Spiderhead (2 out of 5)
Spiderhead is the second film this year from Joseph Kosinski, and while filmed about two years apart from Top Gun: Maverick, any filmmaker with two films coming out in one year usually doesn’t spell anything but trouble. It shows. This is a movie that I don’t have any thoughts about. That can be fine with some films, but with a film so desperate for the audience to be enthralled in the drama, this one is a slog. For example, it will show something horrific, then pause for effect, then go on with a few jokes, then bam another horror. It wants to be so much and doesn’t do any of it very well. There are a lot of films out this year and this is just another film swept up in the swirl.

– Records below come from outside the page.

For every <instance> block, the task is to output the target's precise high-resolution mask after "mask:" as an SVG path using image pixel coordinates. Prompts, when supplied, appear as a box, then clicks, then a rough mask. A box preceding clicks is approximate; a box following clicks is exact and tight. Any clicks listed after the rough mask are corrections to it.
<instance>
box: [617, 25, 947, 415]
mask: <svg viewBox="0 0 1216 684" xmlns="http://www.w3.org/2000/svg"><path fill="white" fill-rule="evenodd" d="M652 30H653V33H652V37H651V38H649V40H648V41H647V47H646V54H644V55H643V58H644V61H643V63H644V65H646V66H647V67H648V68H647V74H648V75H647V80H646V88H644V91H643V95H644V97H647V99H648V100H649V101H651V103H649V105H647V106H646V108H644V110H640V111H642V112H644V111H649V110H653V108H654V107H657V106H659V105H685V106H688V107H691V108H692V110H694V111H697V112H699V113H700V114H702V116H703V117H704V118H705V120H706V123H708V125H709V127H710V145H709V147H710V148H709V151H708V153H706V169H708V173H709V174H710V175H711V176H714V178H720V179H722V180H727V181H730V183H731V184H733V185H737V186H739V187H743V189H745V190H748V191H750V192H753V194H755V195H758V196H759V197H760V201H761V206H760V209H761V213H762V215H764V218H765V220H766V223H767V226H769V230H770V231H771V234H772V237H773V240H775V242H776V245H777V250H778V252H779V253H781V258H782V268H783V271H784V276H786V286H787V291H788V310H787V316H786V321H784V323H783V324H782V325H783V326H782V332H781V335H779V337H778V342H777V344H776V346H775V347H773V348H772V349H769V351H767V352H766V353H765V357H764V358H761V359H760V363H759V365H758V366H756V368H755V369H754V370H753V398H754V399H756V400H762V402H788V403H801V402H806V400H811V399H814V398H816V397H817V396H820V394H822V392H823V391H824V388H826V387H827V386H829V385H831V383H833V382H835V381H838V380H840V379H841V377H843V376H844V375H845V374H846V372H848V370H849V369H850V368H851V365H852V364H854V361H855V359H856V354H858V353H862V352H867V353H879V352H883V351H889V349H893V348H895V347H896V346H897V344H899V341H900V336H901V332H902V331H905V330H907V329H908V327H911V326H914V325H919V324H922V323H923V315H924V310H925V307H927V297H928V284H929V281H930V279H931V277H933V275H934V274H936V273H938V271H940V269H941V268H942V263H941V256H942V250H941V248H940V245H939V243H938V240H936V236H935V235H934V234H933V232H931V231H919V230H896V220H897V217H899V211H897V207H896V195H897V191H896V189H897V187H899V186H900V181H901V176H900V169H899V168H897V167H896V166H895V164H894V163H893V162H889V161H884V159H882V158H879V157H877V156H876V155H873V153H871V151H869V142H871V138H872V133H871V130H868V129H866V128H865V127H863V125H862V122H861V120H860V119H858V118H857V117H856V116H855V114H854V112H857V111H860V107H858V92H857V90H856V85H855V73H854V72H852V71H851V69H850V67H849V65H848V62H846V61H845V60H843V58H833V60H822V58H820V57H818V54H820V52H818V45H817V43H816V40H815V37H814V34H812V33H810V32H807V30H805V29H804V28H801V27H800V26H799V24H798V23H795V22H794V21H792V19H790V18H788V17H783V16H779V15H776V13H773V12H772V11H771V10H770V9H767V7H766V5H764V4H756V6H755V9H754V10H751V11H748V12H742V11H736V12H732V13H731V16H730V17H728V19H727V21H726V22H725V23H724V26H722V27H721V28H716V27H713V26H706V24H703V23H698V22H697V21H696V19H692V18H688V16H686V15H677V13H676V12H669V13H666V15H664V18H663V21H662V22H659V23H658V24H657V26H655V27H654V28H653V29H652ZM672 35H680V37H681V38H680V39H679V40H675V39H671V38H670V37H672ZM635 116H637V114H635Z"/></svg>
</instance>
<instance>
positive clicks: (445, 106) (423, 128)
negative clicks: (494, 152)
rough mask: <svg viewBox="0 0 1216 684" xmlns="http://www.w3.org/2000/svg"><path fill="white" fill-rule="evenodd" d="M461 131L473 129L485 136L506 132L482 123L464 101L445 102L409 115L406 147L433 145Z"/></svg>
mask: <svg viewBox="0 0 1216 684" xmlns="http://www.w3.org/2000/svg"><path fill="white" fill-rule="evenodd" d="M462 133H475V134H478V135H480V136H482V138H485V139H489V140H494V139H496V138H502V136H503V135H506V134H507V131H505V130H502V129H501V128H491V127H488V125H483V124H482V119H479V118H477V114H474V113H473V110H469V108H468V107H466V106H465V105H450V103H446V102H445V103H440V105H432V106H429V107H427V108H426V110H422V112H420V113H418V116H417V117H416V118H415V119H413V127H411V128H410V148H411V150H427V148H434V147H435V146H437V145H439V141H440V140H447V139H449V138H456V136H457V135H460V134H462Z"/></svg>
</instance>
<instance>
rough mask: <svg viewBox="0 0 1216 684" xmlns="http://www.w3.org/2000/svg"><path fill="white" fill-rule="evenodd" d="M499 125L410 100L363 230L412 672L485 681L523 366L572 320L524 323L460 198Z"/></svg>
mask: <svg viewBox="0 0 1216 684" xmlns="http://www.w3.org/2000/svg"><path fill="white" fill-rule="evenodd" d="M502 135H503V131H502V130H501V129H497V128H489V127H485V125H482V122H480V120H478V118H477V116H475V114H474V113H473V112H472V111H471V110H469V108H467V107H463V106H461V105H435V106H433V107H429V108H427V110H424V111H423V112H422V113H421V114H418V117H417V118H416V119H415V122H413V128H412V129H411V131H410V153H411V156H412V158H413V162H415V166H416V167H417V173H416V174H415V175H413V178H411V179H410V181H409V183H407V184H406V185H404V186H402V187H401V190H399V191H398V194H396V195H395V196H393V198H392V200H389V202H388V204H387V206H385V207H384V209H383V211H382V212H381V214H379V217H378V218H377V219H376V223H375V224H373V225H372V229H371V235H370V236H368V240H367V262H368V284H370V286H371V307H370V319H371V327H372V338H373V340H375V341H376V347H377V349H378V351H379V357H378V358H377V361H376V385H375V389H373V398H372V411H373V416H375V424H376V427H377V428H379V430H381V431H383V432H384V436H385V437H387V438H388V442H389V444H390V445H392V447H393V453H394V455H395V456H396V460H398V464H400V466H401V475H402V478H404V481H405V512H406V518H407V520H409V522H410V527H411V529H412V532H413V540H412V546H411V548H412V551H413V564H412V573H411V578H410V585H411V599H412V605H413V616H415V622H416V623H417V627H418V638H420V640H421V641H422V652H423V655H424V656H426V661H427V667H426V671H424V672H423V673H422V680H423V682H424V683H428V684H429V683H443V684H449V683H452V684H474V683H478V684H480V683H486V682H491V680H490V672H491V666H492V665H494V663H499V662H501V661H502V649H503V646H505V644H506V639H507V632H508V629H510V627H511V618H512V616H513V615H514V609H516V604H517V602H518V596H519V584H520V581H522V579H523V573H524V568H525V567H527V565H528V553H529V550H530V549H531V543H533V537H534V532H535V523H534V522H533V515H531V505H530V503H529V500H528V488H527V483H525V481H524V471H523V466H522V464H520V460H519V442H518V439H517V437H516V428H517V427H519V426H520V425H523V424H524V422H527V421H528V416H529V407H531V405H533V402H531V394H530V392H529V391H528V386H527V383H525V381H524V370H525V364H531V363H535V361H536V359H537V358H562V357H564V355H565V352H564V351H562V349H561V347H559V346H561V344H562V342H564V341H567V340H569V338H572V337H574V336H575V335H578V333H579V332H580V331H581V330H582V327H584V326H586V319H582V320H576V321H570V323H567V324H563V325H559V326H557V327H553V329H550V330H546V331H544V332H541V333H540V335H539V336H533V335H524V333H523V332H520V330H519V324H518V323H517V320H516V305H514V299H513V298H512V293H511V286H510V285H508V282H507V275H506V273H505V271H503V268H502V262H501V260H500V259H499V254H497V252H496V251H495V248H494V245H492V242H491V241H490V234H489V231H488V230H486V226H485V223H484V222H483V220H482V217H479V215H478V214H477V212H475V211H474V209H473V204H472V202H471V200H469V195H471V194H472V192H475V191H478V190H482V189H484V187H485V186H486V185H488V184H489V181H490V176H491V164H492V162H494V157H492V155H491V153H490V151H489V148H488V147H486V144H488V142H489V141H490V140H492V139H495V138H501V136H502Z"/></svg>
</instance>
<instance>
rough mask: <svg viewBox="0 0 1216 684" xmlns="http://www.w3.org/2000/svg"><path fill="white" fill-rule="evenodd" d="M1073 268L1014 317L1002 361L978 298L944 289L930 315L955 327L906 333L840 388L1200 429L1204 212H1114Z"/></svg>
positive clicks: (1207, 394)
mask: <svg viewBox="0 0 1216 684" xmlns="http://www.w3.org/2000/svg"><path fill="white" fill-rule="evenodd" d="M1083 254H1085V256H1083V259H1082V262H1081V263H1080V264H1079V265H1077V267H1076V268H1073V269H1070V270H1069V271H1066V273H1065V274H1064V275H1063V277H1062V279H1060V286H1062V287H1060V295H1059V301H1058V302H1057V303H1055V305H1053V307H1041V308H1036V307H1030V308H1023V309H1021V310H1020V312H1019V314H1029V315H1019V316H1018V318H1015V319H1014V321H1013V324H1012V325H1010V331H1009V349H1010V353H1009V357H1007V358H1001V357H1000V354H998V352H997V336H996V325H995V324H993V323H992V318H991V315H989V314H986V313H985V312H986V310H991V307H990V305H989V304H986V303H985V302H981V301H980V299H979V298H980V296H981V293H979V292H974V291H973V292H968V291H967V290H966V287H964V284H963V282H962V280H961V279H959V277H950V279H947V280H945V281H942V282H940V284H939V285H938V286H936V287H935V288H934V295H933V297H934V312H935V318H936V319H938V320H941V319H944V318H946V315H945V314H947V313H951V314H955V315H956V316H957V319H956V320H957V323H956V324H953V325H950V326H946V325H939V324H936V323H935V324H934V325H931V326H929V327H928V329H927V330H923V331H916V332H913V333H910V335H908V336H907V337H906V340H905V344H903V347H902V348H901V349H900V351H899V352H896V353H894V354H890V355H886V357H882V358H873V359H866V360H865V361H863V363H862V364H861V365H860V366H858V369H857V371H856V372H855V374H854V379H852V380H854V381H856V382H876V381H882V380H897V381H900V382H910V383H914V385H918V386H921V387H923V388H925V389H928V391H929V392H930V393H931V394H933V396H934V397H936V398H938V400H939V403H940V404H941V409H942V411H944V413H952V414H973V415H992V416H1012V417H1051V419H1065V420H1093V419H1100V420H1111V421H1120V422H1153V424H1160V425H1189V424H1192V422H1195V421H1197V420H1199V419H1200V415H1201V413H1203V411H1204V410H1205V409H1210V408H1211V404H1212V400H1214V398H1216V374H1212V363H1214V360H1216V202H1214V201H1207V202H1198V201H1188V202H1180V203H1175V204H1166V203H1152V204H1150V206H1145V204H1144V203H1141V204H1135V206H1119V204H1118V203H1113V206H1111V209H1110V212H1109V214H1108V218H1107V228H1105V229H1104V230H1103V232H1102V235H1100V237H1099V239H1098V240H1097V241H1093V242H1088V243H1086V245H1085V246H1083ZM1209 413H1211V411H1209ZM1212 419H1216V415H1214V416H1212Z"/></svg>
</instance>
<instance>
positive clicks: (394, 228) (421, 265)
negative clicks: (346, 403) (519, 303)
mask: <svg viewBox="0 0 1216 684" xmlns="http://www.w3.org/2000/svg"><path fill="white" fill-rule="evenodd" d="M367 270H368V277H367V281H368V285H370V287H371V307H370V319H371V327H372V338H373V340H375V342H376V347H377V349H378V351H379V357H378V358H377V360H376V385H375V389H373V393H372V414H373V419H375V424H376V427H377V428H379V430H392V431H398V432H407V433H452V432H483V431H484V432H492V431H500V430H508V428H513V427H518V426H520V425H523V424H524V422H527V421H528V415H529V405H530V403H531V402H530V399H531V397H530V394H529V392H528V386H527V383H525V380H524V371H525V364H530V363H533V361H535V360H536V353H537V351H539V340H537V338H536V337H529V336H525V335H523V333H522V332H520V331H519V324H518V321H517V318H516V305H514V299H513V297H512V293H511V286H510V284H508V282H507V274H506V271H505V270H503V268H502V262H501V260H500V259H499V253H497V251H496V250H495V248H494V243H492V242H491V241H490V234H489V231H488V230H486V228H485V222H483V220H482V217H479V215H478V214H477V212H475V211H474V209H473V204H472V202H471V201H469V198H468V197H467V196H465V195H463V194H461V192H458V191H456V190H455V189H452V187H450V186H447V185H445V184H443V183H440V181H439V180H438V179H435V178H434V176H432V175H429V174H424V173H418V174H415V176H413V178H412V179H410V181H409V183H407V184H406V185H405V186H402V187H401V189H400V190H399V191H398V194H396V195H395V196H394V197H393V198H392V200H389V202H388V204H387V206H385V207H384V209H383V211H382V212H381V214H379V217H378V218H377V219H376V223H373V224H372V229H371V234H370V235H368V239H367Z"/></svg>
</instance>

Looking at the back half of the year, the movies seem to be in a good position. There are a lot of thoughtful and interesting films coming out with a decent amount of visibility by the mass market and a lot of new voices in film who have made their debut or their sophomoric films. There are still a few I haven’t seen yet: Brian and Charles feels like a fun Taika Waititi-type of sci-fi dramedy; The Black Phone seems cool; The Bob’s Burgers Movie is a nice conclusion to a TV show I enjoy; Men is something I’ve heard mixed opinions on, but I trust Ty, so maybe I’ll like it. Others I haven’t seen, but certainly would are The Unbearable Weight of Massive Talent (Nic Cage is one of the best American actors, but this looks like it doesn’t know how to use him), Jurassic World: Dominion (I’ll probably never watch it), and though it came out in 2021, Marcel the Shell With Shoes On gets a full theatrical release. Hopefully, the year will get better on things like, y’know, respecting people’s basic rights.
At least I can stay in my house and pretend nothing is happening.